せっかくかわいい顔で生まれてきているのだから、太るのはもったいなく感じるので一言言ってやる事にする。
「太るぞ。太れば魔法少女じゃなく、太った魔法使いとしか見られんぞ?」
ピタッとまどかの動きが止まり、目をウルウルさせながらこちらを見て来る。
「わ、私。家では甘い物とかめったに口にできないんです。私太っちゃいますか?」
「ああ、普段取ってないのか。なら少しぐらいは問題ねーか」
「ほんとですか!やったあ!!」
安心したのかまどかは再び饅頭に手を伸ばす。
しかしこの年頃で普段甘い物を禁止されてるとか、ちょっとしたDVじゃねぇか?
「普段は甘い物禁止なのか?」
「はい、お母さんが太った魔法少女なんか存在するべきじゃないって。太ったら首ちょんぱになっちゃうって…」
首ちょんぱの魔法少女とか、夢も希望もあったもんじゃねーな。
他所様の教育方針に口だすきはねーが、流石に酷くねーか。
「っていうか、お前の母親はお前を本気で魔法少女にする気なのか?」
「はい!少し前までは魔法の当てが無かったので、変わりにアイドルになる予定だったんですけど、先生と出会って道が開けたので!」
開けてねーよ。びっくりするほど全然。
俺自身なんで魔法が使えるのか不思議なぐらいなのに、他人に教えれるわけないだろう。
一応少年に夢の世界での魔法の習得方法を聞いてはきたが、現実でそれが通用するかは甚だ疑問だ。

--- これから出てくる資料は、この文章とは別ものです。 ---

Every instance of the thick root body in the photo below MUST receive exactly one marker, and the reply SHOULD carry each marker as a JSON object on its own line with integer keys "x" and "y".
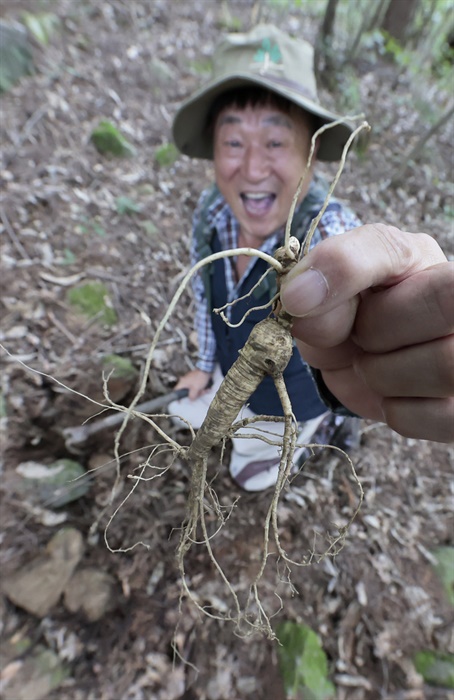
{"x": 267, "y": 351}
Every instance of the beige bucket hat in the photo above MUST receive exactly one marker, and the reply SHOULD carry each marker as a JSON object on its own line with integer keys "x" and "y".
{"x": 268, "y": 57}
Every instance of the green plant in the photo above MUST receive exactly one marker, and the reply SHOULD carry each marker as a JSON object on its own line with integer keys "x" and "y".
{"x": 302, "y": 663}
{"x": 126, "y": 205}
{"x": 108, "y": 140}
{"x": 41, "y": 25}
{"x": 91, "y": 300}
{"x": 166, "y": 155}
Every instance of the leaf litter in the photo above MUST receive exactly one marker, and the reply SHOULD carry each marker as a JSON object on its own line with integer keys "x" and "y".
{"x": 61, "y": 197}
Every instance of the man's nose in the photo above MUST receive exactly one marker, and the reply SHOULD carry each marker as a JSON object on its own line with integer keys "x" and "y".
{"x": 255, "y": 163}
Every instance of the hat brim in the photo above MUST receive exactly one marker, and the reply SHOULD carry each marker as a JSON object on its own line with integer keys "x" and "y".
{"x": 190, "y": 124}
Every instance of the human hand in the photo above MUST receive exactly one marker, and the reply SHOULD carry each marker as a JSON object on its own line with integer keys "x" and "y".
{"x": 373, "y": 311}
{"x": 196, "y": 381}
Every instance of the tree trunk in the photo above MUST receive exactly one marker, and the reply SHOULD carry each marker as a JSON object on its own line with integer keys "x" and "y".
{"x": 398, "y": 18}
{"x": 323, "y": 56}
{"x": 327, "y": 28}
{"x": 419, "y": 145}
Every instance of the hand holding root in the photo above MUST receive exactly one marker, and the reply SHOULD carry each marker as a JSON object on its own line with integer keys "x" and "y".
{"x": 375, "y": 315}
{"x": 266, "y": 352}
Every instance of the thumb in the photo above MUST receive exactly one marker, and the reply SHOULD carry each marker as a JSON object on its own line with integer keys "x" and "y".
{"x": 341, "y": 267}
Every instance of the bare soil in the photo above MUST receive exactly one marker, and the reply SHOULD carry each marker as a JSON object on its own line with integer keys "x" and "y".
{"x": 375, "y": 604}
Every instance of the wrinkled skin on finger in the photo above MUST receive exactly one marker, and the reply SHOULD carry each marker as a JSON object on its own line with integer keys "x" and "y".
{"x": 374, "y": 313}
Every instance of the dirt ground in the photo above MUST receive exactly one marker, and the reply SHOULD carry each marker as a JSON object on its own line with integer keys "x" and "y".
{"x": 376, "y": 603}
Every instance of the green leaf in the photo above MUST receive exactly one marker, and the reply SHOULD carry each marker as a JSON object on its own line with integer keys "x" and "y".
{"x": 166, "y": 155}
{"x": 91, "y": 299}
{"x": 109, "y": 141}
{"x": 126, "y": 205}
{"x": 302, "y": 663}
{"x": 41, "y": 25}
{"x": 16, "y": 57}
{"x": 445, "y": 570}
{"x": 436, "y": 668}
{"x": 150, "y": 228}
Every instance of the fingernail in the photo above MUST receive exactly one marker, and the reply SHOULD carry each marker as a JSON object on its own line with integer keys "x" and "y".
{"x": 304, "y": 292}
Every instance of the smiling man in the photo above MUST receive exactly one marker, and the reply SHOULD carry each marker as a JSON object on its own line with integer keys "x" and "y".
{"x": 255, "y": 119}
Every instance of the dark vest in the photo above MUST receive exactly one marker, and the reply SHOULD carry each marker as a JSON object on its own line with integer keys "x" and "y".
{"x": 302, "y": 391}
{"x": 229, "y": 341}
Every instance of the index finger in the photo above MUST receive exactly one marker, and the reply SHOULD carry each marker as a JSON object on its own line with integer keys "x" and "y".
{"x": 342, "y": 267}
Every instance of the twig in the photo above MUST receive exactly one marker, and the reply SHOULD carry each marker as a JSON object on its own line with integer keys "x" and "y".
{"x": 10, "y": 231}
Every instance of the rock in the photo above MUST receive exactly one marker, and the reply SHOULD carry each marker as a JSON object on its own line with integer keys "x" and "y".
{"x": 34, "y": 677}
{"x": 55, "y": 484}
{"x": 38, "y": 585}
{"x": 92, "y": 592}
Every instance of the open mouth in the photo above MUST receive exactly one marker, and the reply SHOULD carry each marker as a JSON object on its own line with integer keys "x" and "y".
{"x": 257, "y": 203}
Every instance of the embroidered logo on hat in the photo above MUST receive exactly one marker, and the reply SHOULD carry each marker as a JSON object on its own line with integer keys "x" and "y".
{"x": 268, "y": 53}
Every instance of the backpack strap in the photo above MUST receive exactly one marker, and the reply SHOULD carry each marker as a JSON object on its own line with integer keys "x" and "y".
{"x": 203, "y": 235}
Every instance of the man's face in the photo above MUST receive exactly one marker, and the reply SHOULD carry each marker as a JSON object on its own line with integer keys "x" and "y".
{"x": 260, "y": 154}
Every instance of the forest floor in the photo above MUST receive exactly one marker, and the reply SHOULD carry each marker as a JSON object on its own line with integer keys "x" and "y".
{"x": 375, "y": 604}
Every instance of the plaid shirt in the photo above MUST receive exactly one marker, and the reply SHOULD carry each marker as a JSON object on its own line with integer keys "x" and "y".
{"x": 220, "y": 217}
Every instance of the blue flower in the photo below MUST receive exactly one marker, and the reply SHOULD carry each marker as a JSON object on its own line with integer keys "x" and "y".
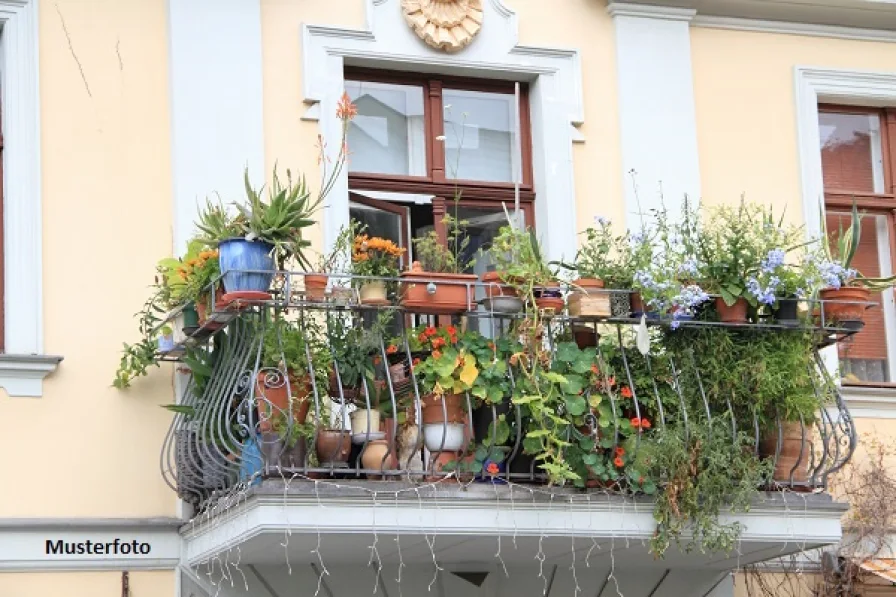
{"x": 773, "y": 260}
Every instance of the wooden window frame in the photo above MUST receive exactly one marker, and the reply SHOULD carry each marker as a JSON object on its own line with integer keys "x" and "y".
{"x": 435, "y": 181}
{"x": 873, "y": 204}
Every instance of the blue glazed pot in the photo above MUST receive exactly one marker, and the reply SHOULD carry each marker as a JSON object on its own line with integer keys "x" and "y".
{"x": 484, "y": 477}
{"x": 240, "y": 254}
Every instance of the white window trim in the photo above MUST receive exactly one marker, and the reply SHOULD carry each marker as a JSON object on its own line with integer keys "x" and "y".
{"x": 24, "y": 367}
{"x": 866, "y": 88}
{"x": 554, "y": 75}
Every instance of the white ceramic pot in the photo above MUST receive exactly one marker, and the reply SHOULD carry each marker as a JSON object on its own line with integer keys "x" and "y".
{"x": 453, "y": 434}
{"x": 359, "y": 421}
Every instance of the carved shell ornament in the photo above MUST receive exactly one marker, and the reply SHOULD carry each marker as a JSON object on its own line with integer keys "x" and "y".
{"x": 448, "y": 25}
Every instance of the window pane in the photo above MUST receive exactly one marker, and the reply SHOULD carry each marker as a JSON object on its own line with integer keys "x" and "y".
{"x": 480, "y": 143}
{"x": 851, "y": 155}
{"x": 387, "y": 135}
{"x": 864, "y": 357}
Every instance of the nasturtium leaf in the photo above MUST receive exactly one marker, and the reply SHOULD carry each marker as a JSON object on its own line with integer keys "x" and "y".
{"x": 575, "y": 405}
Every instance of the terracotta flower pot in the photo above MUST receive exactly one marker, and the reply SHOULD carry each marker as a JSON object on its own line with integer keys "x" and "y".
{"x": 438, "y": 464}
{"x": 452, "y": 295}
{"x": 374, "y": 458}
{"x": 316, "y": 286}
{"x": 204, "y": 306}
{"x": 333, "y": 446}
{"x": 360, "y": 418}
{"x": 736, "y": 313}
{"x": 495, "y": 286}
{"x": 373, "y": 293}
{"x": 454, "y": 408}
{"x": 849, "y": 311}
{"x": 794, "y": 456}
{"x": 590, "y": 299}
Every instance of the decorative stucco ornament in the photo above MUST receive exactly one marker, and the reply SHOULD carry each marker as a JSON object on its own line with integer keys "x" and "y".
{"x": 448, "y": 25}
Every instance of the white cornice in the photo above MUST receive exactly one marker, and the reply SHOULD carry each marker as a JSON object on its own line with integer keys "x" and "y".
{"x": 22, "y": 375}
{"x": 668, "y": 13}
{"x": 740, "y": 24}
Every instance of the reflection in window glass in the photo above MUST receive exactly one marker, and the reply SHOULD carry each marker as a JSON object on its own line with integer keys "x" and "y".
{"x": 851, "y": 153}
{"x": 387, "y": 135}
{"x": 864, "y": 356}
{"x": 480, "y": 143}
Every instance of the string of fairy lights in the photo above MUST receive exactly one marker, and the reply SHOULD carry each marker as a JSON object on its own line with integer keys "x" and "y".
{"x": 243, "y": 491}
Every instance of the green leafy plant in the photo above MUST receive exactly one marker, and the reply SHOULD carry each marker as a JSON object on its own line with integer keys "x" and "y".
{"x": 702, "y": 471}
{"x": 449, "y": 257}
{"x": 837, "y": 270}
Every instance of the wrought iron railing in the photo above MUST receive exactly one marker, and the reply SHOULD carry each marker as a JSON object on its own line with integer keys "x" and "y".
{"x": 231, "y": 426}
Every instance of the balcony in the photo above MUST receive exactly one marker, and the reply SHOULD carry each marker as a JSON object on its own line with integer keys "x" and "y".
{"x": 270, "y": 436}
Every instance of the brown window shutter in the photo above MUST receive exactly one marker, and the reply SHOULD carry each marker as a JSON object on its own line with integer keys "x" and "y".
{"x": 847, "y": 166}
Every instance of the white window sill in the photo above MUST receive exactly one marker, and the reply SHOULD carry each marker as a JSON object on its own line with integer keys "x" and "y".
{"x": 22, "y": 375}
{"x": 870, "y": 402}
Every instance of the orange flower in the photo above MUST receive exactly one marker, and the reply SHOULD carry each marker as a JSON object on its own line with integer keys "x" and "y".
{"x": 345, "y": 109}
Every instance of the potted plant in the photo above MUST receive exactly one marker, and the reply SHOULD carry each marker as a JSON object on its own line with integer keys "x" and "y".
{"x": 283, "y": 382}
{"x": 445, "y": 376}
{"x": 518, "y": 259}
{"x": 436, "y": 282}
{"x": 333, "y": 443}
{"x": 327, "y": 264}
{"x": 597, "y": 266}
{"x": 264, "y": 235}
{"x": 374, "y": 258}
{"x": 847, "y": 292}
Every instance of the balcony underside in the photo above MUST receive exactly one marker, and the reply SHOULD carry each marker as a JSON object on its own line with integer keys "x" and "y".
{"x": 275, "y": 523}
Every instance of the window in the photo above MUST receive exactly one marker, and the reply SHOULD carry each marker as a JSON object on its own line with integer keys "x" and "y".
{"x": 858, "y": 163}
{"x": 419, "y": 141}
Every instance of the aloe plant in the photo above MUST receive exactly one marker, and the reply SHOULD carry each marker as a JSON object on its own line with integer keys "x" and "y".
{"x": 280, "y": 220}
{"x": 844, "y": 251}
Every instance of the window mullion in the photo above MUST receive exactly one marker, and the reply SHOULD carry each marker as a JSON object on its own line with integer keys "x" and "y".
{"x": 888, "y": 148}
{"x": 436, "y": 130}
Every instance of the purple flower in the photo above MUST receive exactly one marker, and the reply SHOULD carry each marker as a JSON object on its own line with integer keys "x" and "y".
{"x": 773, "y": 260}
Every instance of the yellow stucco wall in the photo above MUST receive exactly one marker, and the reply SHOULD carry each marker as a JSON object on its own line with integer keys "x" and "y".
{"x": 85, "y": 449}
{"x": 86, "y": 584}
{"x": 746, "y": 112}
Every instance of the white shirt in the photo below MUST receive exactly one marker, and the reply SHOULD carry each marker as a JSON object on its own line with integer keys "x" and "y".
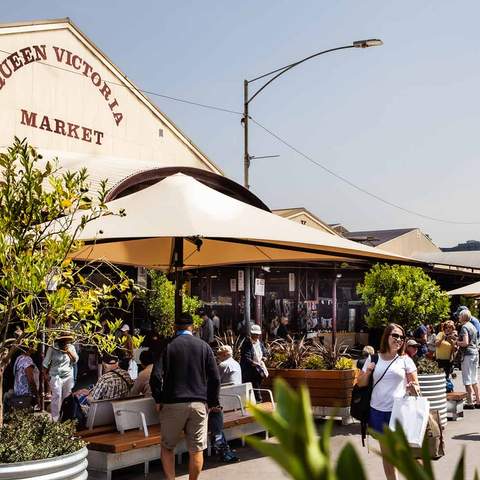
{"x": 230, "y": 371}
{"x": 393, "y": 384}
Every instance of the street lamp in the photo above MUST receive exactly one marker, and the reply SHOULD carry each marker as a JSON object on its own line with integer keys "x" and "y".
{"x": 373, "y": 42}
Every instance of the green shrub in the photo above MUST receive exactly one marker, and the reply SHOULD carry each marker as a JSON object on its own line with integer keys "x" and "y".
{"x": 314, "y": 362}
{"x": 27, "y": 437}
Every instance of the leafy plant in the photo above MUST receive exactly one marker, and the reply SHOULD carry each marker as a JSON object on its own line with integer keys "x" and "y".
{"x": 427, "y": 366}
{"x": 27, "y": 437}
{"x": 43, "y": 293}
{"x": 314, "y": 362}
{"x": 402, "y": 294}
{"x": 305, "y": 456}
{"x": 289, "y": 353}
{"x": 161, "y": 304}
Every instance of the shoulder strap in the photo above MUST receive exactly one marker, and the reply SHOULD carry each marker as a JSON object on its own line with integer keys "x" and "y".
{"x": 386, "y": 370}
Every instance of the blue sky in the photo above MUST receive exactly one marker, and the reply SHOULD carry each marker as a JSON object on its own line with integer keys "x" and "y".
{"x": 400, "y": 121}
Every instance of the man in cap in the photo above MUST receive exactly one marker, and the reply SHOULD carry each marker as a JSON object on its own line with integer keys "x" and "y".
{"x": 185, "y": 384}
{"x": 411, "y": 349}
{"x": 59, "y": 362}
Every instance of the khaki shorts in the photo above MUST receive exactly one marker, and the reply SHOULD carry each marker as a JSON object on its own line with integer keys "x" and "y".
{"x": 191, "y": 418}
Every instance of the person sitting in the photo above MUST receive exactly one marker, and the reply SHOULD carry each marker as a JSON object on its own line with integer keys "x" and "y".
{"x": 229, "y": 368}
{"x": 142, "y": 383}
{"x": 368, "y": 351}
{"x": 114, "y": 383}
{"x": 230, "y": 373}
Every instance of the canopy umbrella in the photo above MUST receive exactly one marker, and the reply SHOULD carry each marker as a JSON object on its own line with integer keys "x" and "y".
{"x": 182, "y": 223}
{"x": 472, "y": 290}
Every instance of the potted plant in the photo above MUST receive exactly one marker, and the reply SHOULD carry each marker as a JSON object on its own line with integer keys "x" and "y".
{"x": 433, "y": 386}
{"x": 328, "y": 375}
{"x": 34, "y": 446}
{"x": 43, "y": 293}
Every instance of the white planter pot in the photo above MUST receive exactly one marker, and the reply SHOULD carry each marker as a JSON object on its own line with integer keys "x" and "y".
{"x": 433, "y": 387}
{"x": 66, "y": 467}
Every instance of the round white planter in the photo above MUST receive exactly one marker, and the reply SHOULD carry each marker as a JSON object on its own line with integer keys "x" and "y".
{"x": 433, "y": 387}
{"x": 67, "y": 467}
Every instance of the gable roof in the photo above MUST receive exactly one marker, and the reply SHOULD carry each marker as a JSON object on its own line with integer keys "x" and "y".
{"x": 124, "y": 81}
{"x": 377, "y": 237}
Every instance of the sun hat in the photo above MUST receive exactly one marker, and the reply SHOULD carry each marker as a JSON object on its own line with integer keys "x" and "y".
{"x": 255, "y": 330}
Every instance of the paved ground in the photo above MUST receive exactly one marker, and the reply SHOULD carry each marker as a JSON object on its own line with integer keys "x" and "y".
{"x": 464, "y": 433}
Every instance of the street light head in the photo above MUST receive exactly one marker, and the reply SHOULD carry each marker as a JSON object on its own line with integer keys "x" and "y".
{"x": 371, "y": 42}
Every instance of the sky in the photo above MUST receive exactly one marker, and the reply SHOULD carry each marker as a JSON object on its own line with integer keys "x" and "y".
{"x": 398, "y": 121}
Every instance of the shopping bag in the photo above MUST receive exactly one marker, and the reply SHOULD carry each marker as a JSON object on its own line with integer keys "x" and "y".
{"x": 412, "y": 413}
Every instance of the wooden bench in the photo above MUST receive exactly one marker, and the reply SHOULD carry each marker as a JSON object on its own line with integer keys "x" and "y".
{"x": 455, "y": 402}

まあ一応それっぽい事して、お前には才能が無いから諦めろってぽいすれば良いだろう。
毎週毎週ガキンチョの為に、貴重な休みの時間を割くつもりは更々ないからな。
「御馳走様でしたー!グェップ!えへへへへ」
まどかがでかでかとゲップし、照れ隠しのように笑って誤魔化す。
恥じらいを求めるには若すぎるとはいえ、なんとかならんもんだろうか。
この調子だとその内屁迄こきだしそうだ。
「まあいい、食い終わったんなら早速魔法の修行だ」
「やったぁ!!」
やれやれ無邪気な奴だ。
無邪気さと狡賢さを併せ持つ小悪魔の様な少女。
将来こいつには多くの男が泣かされそうな気がするぜ。